Research Mentor(s): Angela Ebreo, Associate Research Scientist
Research Mentor School/College/Department: Diversity Research & Policy Program, School of Education
Presentation Date: Thursday, April 22, 2021
Session: Session 1 (10am-10:50am)
Breakout Room: Room 5
The existing literature on first-generation college students (Ives and Castillo, 2020; Antonelli et al., 2020; Keefe et al., 2020) centers primarily on the unique obstacles they face on their path to success upon entering college. Though some authors (e.g., Almeida et al. 2019; Chang et al., 2020) have studied how first-generation students can overcome these barriers, few have mentioned how undergraduate research programs can be an effective method for doing so. Palmer et al. (2015) suggest that students can benefit greatly due to the many mentoring relationships involved in undergraduate research programs. To synthesize these studies and identify these benefits, I conducted a literature search of multiple databases (i.e., PsychInfo; ERIC) to identify articles related to first-generation college students’ participation in undergraduate research programs. In my review of the 31 articles I collected, I found that first-generation college students can utilize undergraduate research programs as a social capital intervention.
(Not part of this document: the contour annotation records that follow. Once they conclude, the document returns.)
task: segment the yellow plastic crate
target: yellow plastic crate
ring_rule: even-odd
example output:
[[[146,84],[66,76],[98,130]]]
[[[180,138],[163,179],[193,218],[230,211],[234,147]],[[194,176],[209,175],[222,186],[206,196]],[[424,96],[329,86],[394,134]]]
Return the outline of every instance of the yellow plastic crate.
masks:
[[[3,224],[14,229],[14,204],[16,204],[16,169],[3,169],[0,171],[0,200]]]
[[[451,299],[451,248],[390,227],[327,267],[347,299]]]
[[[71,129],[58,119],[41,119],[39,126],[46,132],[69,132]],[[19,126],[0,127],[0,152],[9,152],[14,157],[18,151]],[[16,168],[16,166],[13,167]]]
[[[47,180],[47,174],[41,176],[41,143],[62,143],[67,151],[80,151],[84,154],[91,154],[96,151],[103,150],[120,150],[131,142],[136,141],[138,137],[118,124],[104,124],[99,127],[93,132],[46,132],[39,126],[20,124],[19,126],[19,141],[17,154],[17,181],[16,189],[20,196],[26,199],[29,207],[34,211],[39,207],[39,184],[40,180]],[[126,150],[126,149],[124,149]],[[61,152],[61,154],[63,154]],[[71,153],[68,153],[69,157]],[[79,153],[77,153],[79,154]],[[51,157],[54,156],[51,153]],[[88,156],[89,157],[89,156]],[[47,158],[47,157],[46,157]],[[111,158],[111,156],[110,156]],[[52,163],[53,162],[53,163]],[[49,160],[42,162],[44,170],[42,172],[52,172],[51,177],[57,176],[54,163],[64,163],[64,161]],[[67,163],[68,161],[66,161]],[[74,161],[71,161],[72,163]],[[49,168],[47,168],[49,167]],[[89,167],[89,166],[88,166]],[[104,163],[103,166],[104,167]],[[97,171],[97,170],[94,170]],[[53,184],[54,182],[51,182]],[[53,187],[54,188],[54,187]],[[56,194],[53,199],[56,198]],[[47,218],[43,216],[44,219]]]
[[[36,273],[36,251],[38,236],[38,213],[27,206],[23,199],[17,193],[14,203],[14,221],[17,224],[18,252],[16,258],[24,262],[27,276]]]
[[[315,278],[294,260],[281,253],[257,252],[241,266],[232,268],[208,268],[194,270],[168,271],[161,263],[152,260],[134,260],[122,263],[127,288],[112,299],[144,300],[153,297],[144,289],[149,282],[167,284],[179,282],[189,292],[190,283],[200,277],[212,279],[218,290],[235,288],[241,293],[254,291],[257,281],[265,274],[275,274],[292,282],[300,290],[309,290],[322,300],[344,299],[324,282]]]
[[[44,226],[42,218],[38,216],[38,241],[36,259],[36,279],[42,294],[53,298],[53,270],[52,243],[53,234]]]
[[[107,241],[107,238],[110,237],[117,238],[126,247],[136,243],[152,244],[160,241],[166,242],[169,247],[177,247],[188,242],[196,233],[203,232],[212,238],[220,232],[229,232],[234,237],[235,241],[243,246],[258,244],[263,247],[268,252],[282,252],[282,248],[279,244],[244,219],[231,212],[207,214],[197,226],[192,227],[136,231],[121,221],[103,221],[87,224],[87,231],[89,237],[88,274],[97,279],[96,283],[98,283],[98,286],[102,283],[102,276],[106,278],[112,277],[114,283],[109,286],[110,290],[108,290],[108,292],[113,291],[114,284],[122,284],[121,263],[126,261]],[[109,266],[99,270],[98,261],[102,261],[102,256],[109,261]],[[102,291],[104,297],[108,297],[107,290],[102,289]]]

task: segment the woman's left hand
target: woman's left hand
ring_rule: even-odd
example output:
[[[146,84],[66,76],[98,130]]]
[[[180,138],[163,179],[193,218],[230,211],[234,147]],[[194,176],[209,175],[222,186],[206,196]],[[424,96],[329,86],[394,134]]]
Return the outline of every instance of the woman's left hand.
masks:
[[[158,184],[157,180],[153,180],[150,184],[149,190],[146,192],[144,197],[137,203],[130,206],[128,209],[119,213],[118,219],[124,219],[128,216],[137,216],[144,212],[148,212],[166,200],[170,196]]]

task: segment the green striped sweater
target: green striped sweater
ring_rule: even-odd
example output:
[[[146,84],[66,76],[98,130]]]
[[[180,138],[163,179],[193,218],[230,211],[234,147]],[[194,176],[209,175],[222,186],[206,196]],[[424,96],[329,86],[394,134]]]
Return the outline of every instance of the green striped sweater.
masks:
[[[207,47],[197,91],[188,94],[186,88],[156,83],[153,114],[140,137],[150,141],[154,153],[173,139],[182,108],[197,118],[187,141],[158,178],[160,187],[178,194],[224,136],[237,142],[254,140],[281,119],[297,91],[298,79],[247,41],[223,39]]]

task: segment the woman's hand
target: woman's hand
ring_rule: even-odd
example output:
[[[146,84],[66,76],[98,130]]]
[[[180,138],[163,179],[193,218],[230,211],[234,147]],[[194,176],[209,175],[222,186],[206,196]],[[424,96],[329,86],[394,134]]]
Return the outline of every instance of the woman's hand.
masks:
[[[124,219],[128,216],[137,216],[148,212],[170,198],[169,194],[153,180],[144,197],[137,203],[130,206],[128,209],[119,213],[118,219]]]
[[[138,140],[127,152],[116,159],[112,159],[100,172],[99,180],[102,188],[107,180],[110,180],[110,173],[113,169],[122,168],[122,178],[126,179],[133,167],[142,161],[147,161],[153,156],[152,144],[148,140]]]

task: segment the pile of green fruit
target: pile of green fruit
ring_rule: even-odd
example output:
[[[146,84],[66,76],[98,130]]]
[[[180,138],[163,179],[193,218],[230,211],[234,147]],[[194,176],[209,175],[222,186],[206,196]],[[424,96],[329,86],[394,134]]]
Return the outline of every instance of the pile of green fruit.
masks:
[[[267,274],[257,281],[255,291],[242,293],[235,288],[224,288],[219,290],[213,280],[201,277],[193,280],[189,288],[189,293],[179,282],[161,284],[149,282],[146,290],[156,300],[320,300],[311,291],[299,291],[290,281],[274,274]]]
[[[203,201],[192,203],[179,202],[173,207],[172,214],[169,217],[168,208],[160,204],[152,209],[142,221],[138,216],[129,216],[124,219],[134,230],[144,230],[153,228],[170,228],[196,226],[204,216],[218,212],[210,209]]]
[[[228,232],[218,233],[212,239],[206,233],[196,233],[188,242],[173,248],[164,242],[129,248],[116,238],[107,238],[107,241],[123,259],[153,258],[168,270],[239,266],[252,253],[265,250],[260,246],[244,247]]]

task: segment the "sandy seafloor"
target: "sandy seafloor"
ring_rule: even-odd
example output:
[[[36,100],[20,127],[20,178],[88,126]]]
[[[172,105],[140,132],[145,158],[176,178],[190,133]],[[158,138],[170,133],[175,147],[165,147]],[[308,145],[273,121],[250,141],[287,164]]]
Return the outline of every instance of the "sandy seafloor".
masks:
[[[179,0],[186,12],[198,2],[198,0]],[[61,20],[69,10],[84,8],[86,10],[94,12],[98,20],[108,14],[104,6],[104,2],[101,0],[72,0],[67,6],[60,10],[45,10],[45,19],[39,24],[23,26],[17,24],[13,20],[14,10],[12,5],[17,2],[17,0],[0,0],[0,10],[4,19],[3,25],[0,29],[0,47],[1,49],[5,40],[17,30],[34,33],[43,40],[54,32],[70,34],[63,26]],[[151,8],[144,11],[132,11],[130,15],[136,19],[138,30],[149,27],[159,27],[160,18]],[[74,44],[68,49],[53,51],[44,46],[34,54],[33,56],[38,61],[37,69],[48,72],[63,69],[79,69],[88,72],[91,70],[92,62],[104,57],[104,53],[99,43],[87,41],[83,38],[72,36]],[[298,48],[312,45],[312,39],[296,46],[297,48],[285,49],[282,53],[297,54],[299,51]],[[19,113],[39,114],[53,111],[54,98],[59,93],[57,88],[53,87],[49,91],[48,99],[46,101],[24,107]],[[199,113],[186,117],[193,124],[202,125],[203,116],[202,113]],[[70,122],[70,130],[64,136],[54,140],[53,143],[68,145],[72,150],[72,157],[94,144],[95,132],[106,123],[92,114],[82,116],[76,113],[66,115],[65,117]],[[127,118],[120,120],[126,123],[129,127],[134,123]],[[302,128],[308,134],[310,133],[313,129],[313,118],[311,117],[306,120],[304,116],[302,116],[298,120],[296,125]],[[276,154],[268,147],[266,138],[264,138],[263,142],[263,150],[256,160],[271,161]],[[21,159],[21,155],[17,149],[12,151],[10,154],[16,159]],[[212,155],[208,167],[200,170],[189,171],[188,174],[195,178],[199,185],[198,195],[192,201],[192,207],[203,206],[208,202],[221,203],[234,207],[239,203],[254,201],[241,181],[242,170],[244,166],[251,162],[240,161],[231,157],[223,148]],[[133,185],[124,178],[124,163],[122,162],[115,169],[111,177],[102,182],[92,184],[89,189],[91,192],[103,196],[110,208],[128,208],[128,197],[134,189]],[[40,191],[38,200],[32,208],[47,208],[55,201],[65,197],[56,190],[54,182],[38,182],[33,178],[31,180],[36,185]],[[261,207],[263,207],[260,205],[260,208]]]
This intervention allows first-generation college students to gain social capital, which refers to the benefits and resources (i.e., psychological and academic support, increased retention, field socialization, a communication network) received from a social support network (Parnes et al., 2020). These benefits and resources aid students in their college career and are obtained through interactions with faculty and peer mentors in the research setting. I discuss mentoring techniques to facilitate social growth and additional improvements to undergraduate research programs that can further benefit first-generation college students’ transition to higher education.